Milano e i treni sembrano avere un ruolo importante nel suo processo creativo. Come hanno influenzato la sua scrittura e il suo rapporto con le parole?
Io sono nata e cresciuta in un paesino sperduto nelle verdi campagne venete, posto in cui ho ricevuto la mia educazione e i primi valori. La vita qui è amorevole e famigliare ma difficilmente conosce diversità. È tipico rivivere lo stesso momento ogni giorno, rischiando di chiuderti in un cerchio monotono e anestetizzante. Milano al contrario ti pone involontariamente a tenere un continuo cambiamento seguendo il suo ritmo. Il mio corpo si riabituava agli stimoli provenienti da ogni via della città che pronto a sopravvivere sceglieva quelli più adatti a me. Tutto questo, insieme allo studio presso un’accademia hanno fatto sì che la mia creatività si potesse allenare così come la scrittura. Il momento di stasi dalla frenesia lo ritrovavo nei viaggi di andata e ritorno. In treno mi fermavo, osservavo e poi scrivevo. Qui ho steso le ultime poesie, quelle di sconosciuti, quelle di coloro che non si conoscono ma che in silenzio ci raccontano storie.

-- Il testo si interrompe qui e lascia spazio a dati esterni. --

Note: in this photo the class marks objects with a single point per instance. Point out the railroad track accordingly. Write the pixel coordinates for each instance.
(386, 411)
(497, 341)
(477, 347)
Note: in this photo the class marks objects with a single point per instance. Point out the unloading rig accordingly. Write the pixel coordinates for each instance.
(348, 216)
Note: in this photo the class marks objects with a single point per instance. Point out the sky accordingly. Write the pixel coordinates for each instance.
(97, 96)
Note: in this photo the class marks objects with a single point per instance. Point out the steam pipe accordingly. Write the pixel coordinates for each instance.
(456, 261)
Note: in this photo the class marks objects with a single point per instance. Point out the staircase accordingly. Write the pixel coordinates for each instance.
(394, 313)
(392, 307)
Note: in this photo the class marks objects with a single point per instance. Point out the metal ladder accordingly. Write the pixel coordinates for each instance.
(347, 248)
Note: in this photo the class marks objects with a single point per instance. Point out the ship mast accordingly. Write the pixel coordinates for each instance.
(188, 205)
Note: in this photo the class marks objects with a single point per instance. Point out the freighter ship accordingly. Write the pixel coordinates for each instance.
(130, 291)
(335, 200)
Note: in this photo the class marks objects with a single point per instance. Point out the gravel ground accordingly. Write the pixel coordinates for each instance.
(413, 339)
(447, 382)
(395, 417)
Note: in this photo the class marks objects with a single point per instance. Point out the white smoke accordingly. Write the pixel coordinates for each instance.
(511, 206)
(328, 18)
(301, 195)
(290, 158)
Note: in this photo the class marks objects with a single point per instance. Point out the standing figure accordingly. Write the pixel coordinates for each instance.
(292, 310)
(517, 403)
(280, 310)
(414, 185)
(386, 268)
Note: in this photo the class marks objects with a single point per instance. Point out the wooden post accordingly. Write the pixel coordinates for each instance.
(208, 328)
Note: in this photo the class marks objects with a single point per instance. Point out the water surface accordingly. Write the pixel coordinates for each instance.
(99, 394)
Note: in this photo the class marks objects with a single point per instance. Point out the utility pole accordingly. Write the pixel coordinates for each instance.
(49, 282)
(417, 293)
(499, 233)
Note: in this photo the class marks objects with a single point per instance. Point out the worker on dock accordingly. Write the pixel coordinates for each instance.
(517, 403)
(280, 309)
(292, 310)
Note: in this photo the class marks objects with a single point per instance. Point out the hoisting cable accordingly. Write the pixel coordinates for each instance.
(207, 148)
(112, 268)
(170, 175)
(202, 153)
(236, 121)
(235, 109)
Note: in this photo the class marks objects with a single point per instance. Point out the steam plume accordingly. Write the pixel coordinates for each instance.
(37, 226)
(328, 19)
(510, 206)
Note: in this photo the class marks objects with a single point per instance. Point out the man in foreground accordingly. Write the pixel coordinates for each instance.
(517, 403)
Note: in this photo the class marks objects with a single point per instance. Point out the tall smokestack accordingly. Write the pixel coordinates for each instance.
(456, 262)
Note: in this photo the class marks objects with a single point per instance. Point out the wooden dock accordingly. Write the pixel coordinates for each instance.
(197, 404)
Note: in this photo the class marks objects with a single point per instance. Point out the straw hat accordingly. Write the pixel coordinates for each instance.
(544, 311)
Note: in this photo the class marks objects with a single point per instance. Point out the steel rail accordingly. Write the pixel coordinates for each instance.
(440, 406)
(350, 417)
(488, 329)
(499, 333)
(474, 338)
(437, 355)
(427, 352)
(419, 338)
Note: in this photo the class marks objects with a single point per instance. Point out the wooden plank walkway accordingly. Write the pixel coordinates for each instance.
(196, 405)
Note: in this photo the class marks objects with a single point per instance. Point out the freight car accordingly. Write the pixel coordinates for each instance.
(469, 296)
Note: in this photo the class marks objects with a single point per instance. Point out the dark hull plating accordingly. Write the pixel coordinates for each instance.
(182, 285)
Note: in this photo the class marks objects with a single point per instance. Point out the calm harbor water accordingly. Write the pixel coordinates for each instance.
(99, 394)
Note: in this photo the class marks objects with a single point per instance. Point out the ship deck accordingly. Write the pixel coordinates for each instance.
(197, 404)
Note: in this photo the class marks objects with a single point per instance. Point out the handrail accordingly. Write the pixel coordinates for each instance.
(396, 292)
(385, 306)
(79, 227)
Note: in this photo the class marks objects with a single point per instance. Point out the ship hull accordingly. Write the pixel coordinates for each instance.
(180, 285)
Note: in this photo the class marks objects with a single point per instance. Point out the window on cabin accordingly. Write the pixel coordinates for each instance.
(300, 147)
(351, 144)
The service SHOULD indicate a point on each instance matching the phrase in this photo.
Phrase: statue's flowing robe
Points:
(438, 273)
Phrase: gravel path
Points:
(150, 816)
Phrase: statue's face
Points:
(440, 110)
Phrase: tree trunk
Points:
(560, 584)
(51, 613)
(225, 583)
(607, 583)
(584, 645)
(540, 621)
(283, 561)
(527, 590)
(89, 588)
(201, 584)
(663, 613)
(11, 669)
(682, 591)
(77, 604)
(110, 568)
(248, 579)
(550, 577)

Qual è il messaggio che desidera trasmettere ai suoi lettori?
Il pensiero che qualcuno possa aver letto il mio libro mi pone difronte a due sfere emotive contrastanti. Da una parte esiste la gratitudine e la felicità nei confronti di coloro che hanno investito tempo e denaro per leggermi. Dall’altra coesiste la paura di essermi esposta e di aver esposto esperienze di una certa intimità. Non mi sento nella posizione di augurare e nemmeno di lasciare un qualche tipo di messaggio o insegnamento di chissà quale importanza comunicativa. La conclusione è molto semplice ma allo stesso modo importante. Vorrei ringraziare coloro che hanno incontrato in qualche modo le parole di questo libro, rispettandolo per quello che è.
C’è una poesia in questo libro che la rappresenta maggiormente? Perché?
“Anatomia di un silenzio” è il frutto di un’introspezione che persiste nel tempo, per questo quasi l’intera raccolta è proiezione di un qualcosa al mio interno. Per rispondere alla domanda però vorrei parlare di me esponendo una poesia che porta la voce di un gruppo a cui appartengo. La poesia in questione si chiama “titoli di coda” ed è l’ultima della raccolta. Il testo parla della frustrazione e del vuoto che essa porta. Mette in luce quel futuro dubbioso di molti giovani a discapito di quello precedente dei loro educatori. Catapultati senza saperlo in una società che alle volte priva l’ossigeno.
Concludiamo questa intervista ringraziando Aurora Gasparella per il suo tempo e per aver condiviso con noi alcuni spunti interessanti sulla sua ultima opera “Anatomia di un silenzio”. Speriamo che i nostri lettori abbiano trovato utile questo scambio di idee e che decideranno di leggere il libro di cui abbiamo parlato oggi.